The number of births to older mothers increased over the study pe

The number of births to older mothers increased over the study period, almost doubling kinase inhibitor Tubacin for those aged 40 years and over. However, age-standardising had little effect on prevalence rates, and GDM prevalence increased

within most maternal age groups, indicating that rising maternal age does not fully explain the upward trends. GDM prevalence increased to a greater extent in pregnancies among Australian-born non-Indigenous women compared with rates in all overseas-born women. Consistent with existing knowledge,20 22 23 28–31 pregnancies occurring in women born throughout Asia and in North Africa and the Middle East had the highest GDM rates. Similar to recent reports of rising trends in GDM burden nationally20 and in the multiethnic state of New South Wales,3 23 we noted a pronounced increase in overall GDM prevalence in Victoria from 1999 to 2008. This may reflect secular increases in obesity prevalence in the general population36; effects of obesity could not be examined as maternal pre-pregnancy body mass index (BMI) was not recorded

in the VPDC during the study period. BMI trend data in Australian obstetric patients are sparse and generally from single centres. 37 Maternal BMI has been recorded in the VPDC since 2009; further research is required in the Australian context when population-level obstetric BMI trend data become available. In our study GDM prevalence increased across most maternal age groups. This and the fact that results were generally similar when restricting to primiparous women indicates that factors other than those examined in this study likely largely account for the observed trends. In the general Australian population, prevalence of overweight/obesity has

increased across most age groups over time38 and this may be contributing to the rising GDM prevalence observed in our study among most groups including the younger mothers. Rising GDM prevalence may also reflect increases in pre-existing but previously undiagnosed diabetes; as postnatal OGTT results were not available, the extent to which this is the case cannot be established. Additionally, GDM ascertainment may be influenced by systemic factors, which themselves may change over time.
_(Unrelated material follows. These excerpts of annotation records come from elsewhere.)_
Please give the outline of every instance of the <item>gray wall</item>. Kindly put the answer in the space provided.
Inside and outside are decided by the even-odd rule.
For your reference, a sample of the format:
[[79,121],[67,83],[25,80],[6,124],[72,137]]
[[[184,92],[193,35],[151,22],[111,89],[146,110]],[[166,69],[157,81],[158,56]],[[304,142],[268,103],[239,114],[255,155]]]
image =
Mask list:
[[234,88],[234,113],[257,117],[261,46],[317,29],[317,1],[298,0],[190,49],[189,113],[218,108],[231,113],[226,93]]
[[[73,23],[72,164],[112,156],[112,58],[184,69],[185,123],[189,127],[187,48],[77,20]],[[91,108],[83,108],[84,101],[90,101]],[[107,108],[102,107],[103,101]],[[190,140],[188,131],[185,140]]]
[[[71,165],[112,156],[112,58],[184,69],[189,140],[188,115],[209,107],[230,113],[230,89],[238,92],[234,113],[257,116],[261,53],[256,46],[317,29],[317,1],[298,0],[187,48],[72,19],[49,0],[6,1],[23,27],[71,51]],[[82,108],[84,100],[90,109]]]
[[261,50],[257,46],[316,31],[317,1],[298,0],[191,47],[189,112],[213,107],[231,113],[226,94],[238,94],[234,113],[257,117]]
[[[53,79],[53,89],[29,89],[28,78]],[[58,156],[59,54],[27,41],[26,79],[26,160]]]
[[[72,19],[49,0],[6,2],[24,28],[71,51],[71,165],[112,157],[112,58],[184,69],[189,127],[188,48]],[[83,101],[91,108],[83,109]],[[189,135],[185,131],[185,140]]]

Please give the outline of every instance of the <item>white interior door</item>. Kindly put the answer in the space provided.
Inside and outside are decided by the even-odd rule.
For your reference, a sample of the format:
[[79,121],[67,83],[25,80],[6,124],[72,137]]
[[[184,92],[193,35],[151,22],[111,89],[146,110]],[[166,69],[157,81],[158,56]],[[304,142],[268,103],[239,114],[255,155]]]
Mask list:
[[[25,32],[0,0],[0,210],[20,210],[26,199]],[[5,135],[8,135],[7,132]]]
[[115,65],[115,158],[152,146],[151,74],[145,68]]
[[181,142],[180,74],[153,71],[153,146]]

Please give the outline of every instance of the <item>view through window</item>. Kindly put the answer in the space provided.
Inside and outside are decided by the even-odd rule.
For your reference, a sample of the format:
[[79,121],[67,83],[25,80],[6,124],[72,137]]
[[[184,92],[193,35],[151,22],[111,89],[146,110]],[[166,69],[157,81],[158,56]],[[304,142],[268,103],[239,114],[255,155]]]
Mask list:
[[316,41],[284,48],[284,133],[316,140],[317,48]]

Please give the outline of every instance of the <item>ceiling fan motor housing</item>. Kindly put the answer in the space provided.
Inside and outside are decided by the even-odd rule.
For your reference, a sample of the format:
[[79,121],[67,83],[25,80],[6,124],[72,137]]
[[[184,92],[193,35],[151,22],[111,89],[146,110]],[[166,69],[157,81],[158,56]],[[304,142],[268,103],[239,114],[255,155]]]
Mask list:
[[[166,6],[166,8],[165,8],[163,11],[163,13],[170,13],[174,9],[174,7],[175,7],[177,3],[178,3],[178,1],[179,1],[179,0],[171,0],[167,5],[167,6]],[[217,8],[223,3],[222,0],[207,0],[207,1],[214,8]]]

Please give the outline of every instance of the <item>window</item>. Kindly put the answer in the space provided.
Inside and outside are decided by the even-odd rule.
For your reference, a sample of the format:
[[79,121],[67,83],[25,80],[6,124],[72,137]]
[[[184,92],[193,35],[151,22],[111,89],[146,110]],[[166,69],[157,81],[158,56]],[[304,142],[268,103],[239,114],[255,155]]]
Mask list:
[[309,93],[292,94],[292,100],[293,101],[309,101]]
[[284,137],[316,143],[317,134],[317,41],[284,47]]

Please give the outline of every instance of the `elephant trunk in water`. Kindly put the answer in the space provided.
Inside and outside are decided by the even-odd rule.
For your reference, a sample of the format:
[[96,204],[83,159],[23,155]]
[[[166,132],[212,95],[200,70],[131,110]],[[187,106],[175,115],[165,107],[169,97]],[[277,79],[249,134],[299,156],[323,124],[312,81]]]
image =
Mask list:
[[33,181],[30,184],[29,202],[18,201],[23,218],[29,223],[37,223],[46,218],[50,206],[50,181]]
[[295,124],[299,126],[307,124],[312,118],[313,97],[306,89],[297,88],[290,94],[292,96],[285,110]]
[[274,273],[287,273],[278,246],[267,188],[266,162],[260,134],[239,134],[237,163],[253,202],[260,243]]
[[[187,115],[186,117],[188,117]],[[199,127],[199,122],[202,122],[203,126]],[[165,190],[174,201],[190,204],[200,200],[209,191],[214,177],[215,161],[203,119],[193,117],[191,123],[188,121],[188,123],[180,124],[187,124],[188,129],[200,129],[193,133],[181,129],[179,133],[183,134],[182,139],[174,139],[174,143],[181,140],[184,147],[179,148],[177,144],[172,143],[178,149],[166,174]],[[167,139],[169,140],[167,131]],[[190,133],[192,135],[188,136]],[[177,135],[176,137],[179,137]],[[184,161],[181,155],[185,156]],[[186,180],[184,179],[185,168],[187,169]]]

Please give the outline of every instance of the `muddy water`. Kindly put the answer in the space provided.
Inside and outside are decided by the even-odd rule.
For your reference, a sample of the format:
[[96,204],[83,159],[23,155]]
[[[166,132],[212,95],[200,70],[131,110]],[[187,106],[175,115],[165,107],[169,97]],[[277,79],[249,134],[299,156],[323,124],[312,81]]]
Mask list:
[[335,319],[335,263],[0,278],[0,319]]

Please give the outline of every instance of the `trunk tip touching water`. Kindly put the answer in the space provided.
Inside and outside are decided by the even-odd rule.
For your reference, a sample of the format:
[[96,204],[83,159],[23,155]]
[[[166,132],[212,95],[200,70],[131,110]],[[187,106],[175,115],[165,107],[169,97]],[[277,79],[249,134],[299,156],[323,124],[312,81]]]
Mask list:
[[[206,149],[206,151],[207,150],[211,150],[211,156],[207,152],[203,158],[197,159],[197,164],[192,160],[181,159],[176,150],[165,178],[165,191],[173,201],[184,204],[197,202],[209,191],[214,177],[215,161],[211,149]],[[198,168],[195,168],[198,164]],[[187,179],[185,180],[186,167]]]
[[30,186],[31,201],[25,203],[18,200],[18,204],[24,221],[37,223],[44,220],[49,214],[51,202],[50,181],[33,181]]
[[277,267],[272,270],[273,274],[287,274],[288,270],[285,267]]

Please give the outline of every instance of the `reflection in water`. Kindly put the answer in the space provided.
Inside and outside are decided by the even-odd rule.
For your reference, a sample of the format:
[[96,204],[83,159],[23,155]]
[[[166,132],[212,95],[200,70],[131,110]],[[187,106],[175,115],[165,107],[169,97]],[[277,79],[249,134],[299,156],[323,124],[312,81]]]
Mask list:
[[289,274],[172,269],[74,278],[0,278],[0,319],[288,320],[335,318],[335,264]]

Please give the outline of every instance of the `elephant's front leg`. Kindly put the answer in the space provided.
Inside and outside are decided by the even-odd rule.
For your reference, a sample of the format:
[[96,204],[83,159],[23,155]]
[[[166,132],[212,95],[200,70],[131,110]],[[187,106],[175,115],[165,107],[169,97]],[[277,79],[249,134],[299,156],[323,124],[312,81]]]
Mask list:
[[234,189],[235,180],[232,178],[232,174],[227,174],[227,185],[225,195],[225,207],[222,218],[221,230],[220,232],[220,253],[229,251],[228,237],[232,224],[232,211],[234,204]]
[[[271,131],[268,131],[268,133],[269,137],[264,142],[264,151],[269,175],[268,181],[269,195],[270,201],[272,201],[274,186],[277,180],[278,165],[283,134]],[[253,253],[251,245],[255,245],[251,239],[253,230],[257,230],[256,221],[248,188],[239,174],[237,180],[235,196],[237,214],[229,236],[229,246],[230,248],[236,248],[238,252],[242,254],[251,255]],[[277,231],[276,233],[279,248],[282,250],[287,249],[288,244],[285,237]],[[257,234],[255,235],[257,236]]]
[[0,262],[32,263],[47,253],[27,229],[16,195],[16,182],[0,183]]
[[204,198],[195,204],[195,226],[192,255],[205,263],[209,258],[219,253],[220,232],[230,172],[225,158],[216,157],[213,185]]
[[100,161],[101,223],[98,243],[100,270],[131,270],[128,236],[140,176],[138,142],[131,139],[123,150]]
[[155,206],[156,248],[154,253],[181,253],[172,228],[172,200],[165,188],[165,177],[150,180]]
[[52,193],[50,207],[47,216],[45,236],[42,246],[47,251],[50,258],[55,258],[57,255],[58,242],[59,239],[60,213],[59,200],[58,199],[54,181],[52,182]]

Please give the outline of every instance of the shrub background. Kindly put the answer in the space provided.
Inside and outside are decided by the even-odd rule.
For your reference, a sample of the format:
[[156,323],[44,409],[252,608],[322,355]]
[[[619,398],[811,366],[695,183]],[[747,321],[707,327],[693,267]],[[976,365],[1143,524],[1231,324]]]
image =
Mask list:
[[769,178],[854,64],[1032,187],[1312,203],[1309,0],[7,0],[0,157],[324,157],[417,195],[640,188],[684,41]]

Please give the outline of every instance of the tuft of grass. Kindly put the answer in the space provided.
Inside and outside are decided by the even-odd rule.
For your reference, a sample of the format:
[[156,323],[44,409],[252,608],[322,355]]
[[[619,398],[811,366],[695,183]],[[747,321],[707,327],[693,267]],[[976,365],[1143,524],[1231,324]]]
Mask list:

In particular, screening and diagnostic practices and uptake rates will influence case detection. For example, after introduction Cilengitide of universal OGTT testing in a regional hospital in northern Australia, testing rates in Indigenous Australian women increased from 31.4% in 2006 to 65.6% in 2008 and GDM rates tripled.26 This study has demonstrated that migrant disparities in GDM prevalence appear to be diminishing, but in a concerning rather than desirable manner: increases in GDM prevalence rates over time were most pronounced in Australian-born non-Indigenous women, among whom GDM prevalence was converging with the higher rates in overseas-born mothers.